In reality, however, there may be four different BIM solutions used by these various "authors." So design review, or a collaborative production environment, is critical to ensuring successful project resolution: greater efficiencies and greater profits. "Without design review there would be no BIM coordination process as we know it today," says Mieczyslaw (Mitch) Boryslawski, Assoc. AIA, of View By View Inc., a BIM consulting firm based in San Francisco. "There are off-the-shelf display technologies available in which one can assemble such a large amount of 3-D data into a single model," says Boryslawski. "The compression technology and the ability to assemble large and complex 3-D models from almost any CAD application makes this application a must in the project-management tool box."

BIM was used extensively to design and coordinate the new Frederic C. Hamilton Building at the Denver Art Museum. The results helped to improve safety on the job site as well as improve the safety and health of building occupants and visitors.

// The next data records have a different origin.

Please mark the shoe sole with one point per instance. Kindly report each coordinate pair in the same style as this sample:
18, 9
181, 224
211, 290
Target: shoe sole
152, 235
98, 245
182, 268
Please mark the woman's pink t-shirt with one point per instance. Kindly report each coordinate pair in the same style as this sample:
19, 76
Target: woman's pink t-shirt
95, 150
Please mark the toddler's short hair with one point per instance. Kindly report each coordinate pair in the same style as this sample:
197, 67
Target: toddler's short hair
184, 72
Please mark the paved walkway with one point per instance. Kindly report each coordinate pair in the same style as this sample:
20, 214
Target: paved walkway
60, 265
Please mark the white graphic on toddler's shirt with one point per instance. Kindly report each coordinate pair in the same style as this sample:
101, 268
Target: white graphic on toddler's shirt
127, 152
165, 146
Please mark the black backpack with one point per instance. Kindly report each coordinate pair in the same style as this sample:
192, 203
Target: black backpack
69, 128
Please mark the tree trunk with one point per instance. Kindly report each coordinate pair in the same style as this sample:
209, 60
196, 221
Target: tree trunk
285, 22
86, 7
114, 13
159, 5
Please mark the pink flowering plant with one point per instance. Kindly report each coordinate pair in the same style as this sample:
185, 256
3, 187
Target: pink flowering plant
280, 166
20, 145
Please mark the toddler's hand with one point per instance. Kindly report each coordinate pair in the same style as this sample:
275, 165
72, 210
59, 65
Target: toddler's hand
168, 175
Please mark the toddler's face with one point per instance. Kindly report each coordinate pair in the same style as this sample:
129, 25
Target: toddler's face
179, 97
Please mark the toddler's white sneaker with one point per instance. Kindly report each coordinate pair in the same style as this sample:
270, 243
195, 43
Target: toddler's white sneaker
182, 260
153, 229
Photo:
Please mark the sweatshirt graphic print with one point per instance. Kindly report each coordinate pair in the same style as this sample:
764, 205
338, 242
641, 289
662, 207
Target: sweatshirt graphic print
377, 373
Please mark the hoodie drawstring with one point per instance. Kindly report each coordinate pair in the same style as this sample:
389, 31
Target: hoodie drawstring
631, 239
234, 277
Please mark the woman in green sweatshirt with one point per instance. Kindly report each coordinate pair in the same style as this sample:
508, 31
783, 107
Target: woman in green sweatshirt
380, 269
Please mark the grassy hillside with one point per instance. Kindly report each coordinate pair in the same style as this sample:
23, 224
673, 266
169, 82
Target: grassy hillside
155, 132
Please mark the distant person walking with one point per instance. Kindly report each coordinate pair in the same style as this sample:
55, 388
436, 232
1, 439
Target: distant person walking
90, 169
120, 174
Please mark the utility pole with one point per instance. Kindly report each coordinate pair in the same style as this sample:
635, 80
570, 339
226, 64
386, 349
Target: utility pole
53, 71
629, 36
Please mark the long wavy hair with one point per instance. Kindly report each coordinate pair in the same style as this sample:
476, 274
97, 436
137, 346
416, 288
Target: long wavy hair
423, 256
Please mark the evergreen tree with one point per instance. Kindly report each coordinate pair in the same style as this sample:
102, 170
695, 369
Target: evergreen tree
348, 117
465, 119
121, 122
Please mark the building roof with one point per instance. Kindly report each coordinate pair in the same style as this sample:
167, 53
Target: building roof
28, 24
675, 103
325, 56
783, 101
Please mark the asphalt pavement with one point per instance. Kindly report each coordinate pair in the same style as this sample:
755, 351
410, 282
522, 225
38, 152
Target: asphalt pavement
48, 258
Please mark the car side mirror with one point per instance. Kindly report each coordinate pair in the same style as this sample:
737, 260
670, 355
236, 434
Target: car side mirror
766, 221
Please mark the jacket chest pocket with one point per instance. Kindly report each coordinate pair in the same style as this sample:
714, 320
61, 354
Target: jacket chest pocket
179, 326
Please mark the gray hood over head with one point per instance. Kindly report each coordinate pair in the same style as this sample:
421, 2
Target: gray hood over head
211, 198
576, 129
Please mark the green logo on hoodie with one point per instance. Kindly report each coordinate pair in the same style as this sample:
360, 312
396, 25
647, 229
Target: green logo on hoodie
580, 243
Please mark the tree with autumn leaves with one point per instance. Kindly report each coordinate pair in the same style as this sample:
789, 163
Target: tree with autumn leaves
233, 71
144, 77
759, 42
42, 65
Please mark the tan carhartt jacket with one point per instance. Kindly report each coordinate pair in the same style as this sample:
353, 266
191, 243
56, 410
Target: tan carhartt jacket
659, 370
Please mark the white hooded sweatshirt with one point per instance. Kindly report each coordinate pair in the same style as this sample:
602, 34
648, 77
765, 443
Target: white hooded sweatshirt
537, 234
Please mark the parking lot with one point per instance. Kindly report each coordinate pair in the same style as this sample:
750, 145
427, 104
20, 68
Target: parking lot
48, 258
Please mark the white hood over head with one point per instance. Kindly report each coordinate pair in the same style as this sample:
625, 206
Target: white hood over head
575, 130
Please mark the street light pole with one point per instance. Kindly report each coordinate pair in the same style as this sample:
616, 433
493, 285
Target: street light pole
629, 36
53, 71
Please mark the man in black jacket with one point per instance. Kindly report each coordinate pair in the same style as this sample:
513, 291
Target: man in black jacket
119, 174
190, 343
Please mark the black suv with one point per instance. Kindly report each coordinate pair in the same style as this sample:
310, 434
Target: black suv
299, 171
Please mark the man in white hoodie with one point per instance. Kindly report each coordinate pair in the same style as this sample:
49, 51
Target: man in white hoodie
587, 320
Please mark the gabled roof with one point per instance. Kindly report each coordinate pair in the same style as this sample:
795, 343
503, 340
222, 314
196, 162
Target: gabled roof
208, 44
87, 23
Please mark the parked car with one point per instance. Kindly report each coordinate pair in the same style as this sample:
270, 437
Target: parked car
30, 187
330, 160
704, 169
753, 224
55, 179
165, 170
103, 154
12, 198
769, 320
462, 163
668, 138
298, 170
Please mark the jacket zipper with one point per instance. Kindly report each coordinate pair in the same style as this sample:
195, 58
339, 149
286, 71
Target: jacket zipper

Denver Art Musuem, Frederic C. Hamilton Building, CO, USA
Courtesy of Arup, New York, NY

As BIM authoring tools have become easier for design and construction firms to adopt and for professionals to learn to use, so has coordination become more accessible. "A design-review tool is easier to use than a BIM authoring tool," says Matthew Jogan, AIA, an architect with New York City's H3 Hardy Collaboration Architecture, "allowing team members who may not be literate with a BIM authoring tool to engage the model data and participate in the project workflow." One significant benefit is the large reduction in field changes reported by teams using the technologies.

Structural Engineers Report Benefits of BIM
(2006 survey of 1,266 structural engineers)
Significant overall benefits: 77%
Improved schedule/workflow: 59%
Internal production cost cuts: 36%
Project cost reductions: 29%

(Source: Structural Engineer/gostructural.com)

An additional challenge addressed through collaborative design review: "Through integration software, it appears as if it's in one model, but that doesn't mean that you can go in and change the model right there," Lowe explains. "If someone recognizes that a change has to be made, you send that back to the discipline who is responsible for it. In other words, you don't have the general contractor changing the structural steel design."

With such improvements in productivity, quality, liability and overall safety, those A/E/C professionals not using BIM are faced with a question: Why not?

Even the marketplace seems to demand BIM. The U.S. General Services Administration (GSA) requires certain BIM deliverables. At a meeting hosted by the National Institute of Building Sciences last year, the GSA's Steven Smith reported that poorly coordinated A/E drawings result in field difficulties -"inefficiencies, mistakes and delays" that account for billions in waste and a negative impact on facility life-cycle.

In a 2006 survey of 1,266 structural engineers, 77 percent of the respondents reported significant benefits from the use of the technology. About 60 percent listed improvements to schedule/workflow benefits, while just over a third described more efficient production within their firms. Overall project cost benefits accrued to about 30 percent of the engineers, too. The GSA's Smith noted that interoperable BIM data sharing stands to improve project delivery and ensure facility qualities that better meet occupant needs and make for "safer workplaces."